Materi FISIP Semester I Tgl. 12 Nopember 2009
Etika di Dunia Akademik


Dunia akademik ialah relung civitas academica. Di lingkungan ini, di Indonesia tugas pokok warganya adalah Tridharma: penerusan dan penyebarluasan iptek, pengembangan iptek, dan penerapan iptek dalam pengabdian kepada masyarakat. Dalam ketiga dharma ini, dan terutama dalam kedua dharma yang pertama, termasuk pula penerbitan karya ilmiah.
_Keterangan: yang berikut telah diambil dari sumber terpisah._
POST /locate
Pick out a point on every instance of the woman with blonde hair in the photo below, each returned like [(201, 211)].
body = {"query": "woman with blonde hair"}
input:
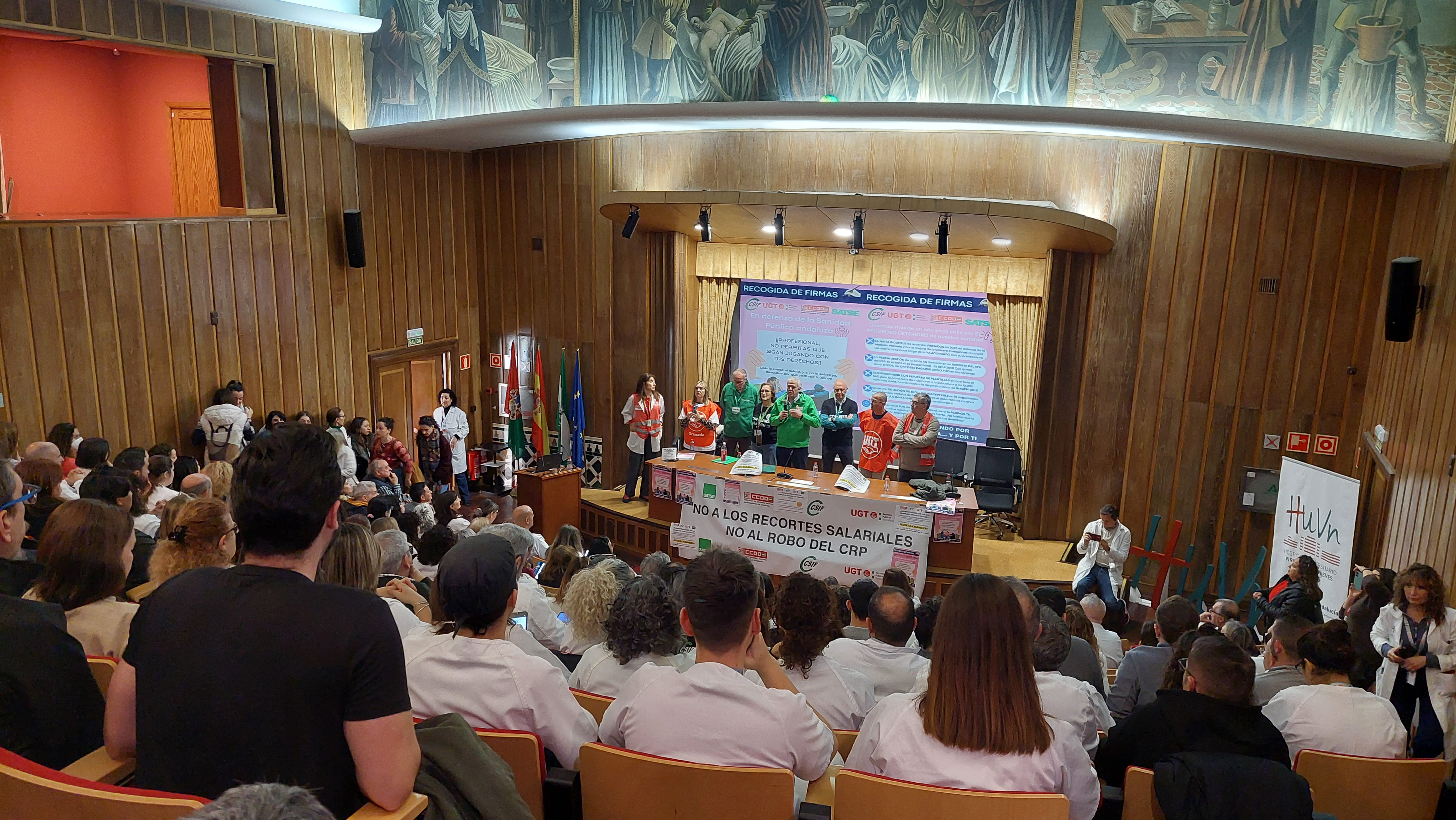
[(87, 551), (354, 560), (222, 475)]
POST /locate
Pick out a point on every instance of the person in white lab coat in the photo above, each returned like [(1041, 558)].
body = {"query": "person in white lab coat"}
[(455, 426), (884, 659), (1416, 634), (641, 630), (981, 725), (469, 666), (711, 713), (1104, 550), (803, 611), (1328, 714)]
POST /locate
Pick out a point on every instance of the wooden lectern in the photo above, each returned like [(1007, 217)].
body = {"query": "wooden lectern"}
[(555, 497)]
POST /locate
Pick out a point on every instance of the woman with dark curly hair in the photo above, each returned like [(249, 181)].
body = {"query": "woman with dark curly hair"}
[(806, 612), (643, 628)]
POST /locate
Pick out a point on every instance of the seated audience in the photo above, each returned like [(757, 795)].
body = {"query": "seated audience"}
[(318, 666), (806, 614), (1107, 641), (1282, 660), (860, 595), (641, 630), (1212, 713), (88, 551), (354, 560), (202, 534), (468, 666), (1142, 668), (1065, 698), (981, 723), (884, 658), (711, 713), (1328, 714)]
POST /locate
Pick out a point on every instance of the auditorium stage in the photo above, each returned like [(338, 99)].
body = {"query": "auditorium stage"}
[(629, 527)]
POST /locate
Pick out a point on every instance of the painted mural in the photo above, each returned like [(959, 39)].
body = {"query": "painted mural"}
[(1371, 66)]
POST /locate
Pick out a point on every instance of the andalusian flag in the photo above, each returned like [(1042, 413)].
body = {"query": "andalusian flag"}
[(513, 408), (539, 400)]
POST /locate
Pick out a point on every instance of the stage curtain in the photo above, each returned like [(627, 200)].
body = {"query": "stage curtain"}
[(715, 305), (1014, 333)]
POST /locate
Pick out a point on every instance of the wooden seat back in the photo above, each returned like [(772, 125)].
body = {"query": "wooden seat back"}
[(526, 755), (614, 787), (1372, 789), (871, 797)]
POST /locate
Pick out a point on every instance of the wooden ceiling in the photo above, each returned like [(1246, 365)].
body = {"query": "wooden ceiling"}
[(810, 220)]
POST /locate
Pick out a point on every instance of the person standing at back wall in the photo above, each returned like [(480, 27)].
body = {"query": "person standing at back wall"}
[(839, 414)]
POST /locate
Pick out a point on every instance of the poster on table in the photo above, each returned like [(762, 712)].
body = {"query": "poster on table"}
[(1317, 518), (785, 531), (877, 340)]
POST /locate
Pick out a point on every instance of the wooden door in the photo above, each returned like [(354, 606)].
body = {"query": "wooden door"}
[(194, 162)]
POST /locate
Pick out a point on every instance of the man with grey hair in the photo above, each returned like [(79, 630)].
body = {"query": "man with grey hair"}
[(916, 437), (739, 401), (1109, 641)]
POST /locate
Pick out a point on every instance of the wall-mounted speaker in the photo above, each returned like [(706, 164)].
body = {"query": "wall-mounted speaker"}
[(1403, 299), (354, 236)]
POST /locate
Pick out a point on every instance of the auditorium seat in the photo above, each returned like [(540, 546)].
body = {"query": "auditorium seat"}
[(30, 790), (1139, 802), (102, 669), (594, 704), (525, 754), (1372, 789), (614, 787), (871, 797)]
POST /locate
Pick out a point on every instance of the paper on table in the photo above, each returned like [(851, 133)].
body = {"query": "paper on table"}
[(852, 480)]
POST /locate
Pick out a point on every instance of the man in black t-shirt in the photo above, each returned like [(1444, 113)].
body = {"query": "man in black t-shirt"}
[(260, 675)]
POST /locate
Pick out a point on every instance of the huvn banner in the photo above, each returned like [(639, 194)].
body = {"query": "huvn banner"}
[(785, 529), (1317, 518), (877, 340)]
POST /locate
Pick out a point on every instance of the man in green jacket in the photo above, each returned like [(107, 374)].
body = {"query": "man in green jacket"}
[(739, 402), (794, 414)]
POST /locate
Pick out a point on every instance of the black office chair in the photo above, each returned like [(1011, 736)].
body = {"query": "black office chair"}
[(998, 488)]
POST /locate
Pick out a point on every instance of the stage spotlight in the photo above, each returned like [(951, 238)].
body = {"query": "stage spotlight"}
[(631, 225)]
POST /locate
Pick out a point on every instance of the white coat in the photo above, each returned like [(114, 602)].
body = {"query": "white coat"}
[(1119, 542), (453, 423), (1442, 685)]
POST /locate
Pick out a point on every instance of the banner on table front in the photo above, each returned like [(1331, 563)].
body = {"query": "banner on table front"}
[(1317, 518), (785, 531)]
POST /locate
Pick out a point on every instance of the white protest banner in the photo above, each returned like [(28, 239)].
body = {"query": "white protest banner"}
[(788, 529), (1317, 518)]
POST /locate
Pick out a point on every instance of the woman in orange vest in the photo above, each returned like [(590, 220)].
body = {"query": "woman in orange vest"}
[(643, 414), (879, 427), (704, 422)]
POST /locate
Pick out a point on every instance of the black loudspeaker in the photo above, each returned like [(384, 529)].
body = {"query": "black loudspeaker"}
[(1403, 299), (354, 236)]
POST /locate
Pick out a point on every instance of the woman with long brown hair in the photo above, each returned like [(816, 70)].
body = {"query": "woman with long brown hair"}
[(981, 725), (87, 551)]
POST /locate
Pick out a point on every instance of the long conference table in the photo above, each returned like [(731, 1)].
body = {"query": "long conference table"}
[(944, 557)]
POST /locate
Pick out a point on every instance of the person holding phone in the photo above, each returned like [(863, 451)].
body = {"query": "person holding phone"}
[(1104, 550)]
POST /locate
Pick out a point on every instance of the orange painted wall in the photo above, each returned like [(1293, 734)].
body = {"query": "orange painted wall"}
[(87, 127)]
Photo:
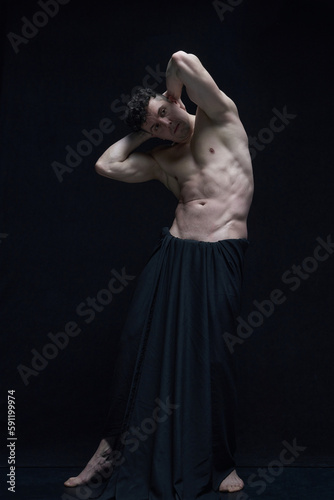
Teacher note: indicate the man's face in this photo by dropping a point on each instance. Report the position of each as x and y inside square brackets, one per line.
[167, 120]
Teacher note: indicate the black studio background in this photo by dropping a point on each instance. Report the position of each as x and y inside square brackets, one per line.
[61, 240]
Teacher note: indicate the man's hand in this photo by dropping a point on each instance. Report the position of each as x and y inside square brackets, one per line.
[176, 100]
[186, 70]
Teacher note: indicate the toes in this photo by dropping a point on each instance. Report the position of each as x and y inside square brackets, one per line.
[72, 482]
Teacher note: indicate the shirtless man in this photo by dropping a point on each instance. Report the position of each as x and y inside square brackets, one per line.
[207, 167]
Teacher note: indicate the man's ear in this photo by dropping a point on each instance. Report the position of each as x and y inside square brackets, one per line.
[172, 99]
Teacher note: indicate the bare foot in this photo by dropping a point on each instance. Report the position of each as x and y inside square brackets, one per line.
[99, 461]
[232, 483]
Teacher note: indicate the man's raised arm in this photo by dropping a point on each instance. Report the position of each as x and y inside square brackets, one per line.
[122, 163]
[186, 69]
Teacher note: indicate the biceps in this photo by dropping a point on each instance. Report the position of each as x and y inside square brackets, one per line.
[201, 87]
[138, 167]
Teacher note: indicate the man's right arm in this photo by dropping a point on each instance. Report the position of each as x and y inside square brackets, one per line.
[122, 163]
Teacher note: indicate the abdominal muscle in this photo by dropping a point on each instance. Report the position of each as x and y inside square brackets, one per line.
[207, 220]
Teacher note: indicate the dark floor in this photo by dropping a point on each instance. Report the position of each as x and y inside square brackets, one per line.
[290, 483]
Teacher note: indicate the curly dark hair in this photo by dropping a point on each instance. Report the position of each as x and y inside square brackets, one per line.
[137, 107]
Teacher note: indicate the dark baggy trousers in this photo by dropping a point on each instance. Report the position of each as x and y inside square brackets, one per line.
[173, 391]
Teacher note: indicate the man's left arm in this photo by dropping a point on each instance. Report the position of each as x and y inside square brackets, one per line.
[187, 70]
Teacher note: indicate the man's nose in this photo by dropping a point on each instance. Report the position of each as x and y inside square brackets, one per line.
[165, 121]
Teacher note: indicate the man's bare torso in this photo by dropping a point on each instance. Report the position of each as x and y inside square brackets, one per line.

Etika yang merambah semua kegiatan inilah yang dimaksudkan dengan etika akademik, ini meliputi sikap ilmiah, tanggungjawab ilmiah dan professional, dan perilaku kolegial-profesional sebagai warga masyarakat akademik. Semuanya bertumpu pada kejujuran ilmiah (scientific honesty), perlakuan yang adil (fairness), dan keterbukaan serta penghargaan terhadap pendapat orang lain.
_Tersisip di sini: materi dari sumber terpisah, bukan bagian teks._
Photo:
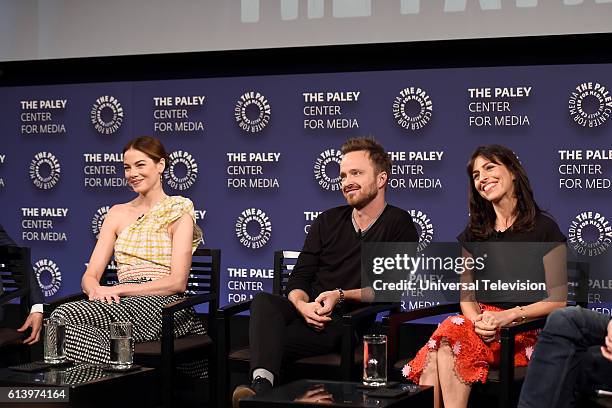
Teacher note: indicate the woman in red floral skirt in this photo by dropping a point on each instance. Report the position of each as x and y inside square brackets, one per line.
[502, 210]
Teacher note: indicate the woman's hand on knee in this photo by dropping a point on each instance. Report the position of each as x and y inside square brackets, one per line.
[484, 329]
[106, 294]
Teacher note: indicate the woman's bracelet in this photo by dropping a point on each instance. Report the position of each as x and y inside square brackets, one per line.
[523, 317]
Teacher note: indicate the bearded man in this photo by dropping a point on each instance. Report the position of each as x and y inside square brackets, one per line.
[327, 276]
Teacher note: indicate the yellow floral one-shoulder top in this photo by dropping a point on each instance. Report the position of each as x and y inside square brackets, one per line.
[143, 250]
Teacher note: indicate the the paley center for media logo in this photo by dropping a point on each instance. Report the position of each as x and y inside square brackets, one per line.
[45, 170]
[48, 275]
[590, 104]
[412, 108]
[253, 228]
[184, 179]
[252, 112]
[327, 169]
[106, 114]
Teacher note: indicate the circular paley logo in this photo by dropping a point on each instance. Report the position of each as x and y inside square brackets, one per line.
[590, 233]
[106, 114]
[187, 176]
[98, 219]
[425, 228]
[328, 157]
[48, 276]
[590, 104]
[45, 170]
[412, 108]
[253, 228]
[252, 112]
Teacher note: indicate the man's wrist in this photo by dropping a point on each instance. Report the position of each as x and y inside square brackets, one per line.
[340, 297]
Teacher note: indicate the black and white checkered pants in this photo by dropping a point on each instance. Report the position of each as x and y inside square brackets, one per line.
[87, 324]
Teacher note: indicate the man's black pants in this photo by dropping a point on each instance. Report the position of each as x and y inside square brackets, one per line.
[279, 335]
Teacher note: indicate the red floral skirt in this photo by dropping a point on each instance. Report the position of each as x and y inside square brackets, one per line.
[473, 357]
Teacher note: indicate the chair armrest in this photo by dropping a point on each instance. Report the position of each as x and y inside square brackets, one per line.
[186, 302]
[362, 313]
[394, 320]
[521, 327]
[7, 297]
[398, 318]
[233, 309]
[51, 306]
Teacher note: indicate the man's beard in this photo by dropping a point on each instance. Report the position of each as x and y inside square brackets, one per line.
[364, 199]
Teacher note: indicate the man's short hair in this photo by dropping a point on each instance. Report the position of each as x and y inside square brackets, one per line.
[380, 158]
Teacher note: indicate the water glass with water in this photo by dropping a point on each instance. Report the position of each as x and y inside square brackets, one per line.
[54, 331]
[122, 345]
[375, 360]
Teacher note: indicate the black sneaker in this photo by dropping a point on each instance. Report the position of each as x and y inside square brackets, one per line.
[258, 386]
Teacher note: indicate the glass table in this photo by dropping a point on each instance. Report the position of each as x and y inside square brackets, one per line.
[313, 393]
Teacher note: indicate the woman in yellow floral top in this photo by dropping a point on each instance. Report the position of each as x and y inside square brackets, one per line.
[153, 238]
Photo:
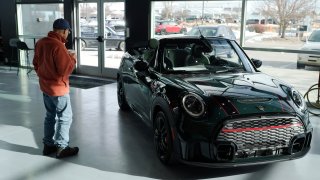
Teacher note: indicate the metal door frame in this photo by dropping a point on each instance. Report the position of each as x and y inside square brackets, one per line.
[100, 70]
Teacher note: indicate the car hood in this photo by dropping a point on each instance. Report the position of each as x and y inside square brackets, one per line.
[240, 85]
[243, 93]
[311, 46]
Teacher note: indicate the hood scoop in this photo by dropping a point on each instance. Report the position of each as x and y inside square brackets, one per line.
[253, 100]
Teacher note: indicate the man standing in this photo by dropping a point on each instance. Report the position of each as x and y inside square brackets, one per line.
[53, 64]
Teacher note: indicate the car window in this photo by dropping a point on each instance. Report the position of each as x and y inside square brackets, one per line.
[194, 57]
[315, 36]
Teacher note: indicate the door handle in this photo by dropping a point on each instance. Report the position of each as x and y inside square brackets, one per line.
[100, 38]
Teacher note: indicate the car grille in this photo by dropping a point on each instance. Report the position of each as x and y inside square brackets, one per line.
[269, 136]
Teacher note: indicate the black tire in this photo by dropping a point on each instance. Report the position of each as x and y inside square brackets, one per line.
[121, 46]
[163, 32]
[122, 102]
[163, 139]
[300, 66]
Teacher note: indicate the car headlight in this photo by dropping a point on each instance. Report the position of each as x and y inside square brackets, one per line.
[298, 99]
[193, 105]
Dalam publikasi, tidak etis untuk melanggar HAKI dan melakukan penjiplakan. Penghargaan terhadap pendapat orang lain diwujudkan dengan menyebutkan sumbernya bila kita mengutip, mengucapkan terima kasih secara eksplisit kepada orang-orang yang telah membantu melahirkan publikasi itu, dan tidak memelintir pendapat orang lain untuk menyesuaikannya dengan kepentingan kita. Mencatut nama besar orang lain untuk “mendongkrak” prestise karya tulis kita juga sangat tidak terpuji. Demikian pula memampangkan “seabrek” acuan di bagian akhir makalah kita, padahal semua atau sebagian besar dari acuan-acuan itu tidak penad (relevant) dengan isi makalah kita. Tanggapan (renponse) atas pendapat orang lain dan tangkisan (rebuttal) atas kritik yang kita terima boleh saja sangat tajam, tetapi tidak boleh mempermalukan orang lain. Bukan orangnya yang kita kecam dan tentang pandangannya
Ilmu dapat dipandang secara internalistik, artinya dicermati dari segi kebenaran intersubjektif (konsistensi internal dan korespondensinya dengan fakta dan empiria). Ini meliputi keseksamaan peranti (devices) dan rudas (apparati) yang dipakai dalam pengamatan dan pengukuran serta ketepatan penyusunannya dalam percobaan (experimental set-up), kejelian pengamatan dan kecermatan pengukurannya, kebenaran metode percobaan dan analisis datanya serta kelogisan penarikan kesimpulannya. Ilmu juga dapat dipandang secara eksternalistik, artinya dicermati dari segi hubungannya dengan dampaknya pada unsur-unsur kebudayaan lain di luar dirinya. Ini meliputi keselarasannya dengan nilai-nilai etika dan agama serta akuntabilitas atas resiko dari kesalahannya dan kurang tepatnya penerapannya.
Tanggung jawab akademik warga civitas academica dalam mengemban tridharma meliputi kedua aspek tersebut di atas. Tanggung jawab dosen dalam dharma pendidikan dan pengajaran, misalnya tidak terbatas dalam masa berlangsungnya PBM itu saja, tetapi sampai pada akibatnya pada alumni dalam karir mereka nanti. Kalaupun pertanggungjawaban legal-yuridis tidak dapat diminta dari dosen yang dalam pengajarannya melakukan kesalahan yang berakibat negatif pada alumni rasa bertanggung jawab atau tanggung jawab moral harus ada. Inilah yang membedakan pendidikan (bildung) dari indoktrinasi, apalagi kalau indoktrinasi itu begitu keras dan/canggihnya, sehingga menjadi cuci otak (brainwashing).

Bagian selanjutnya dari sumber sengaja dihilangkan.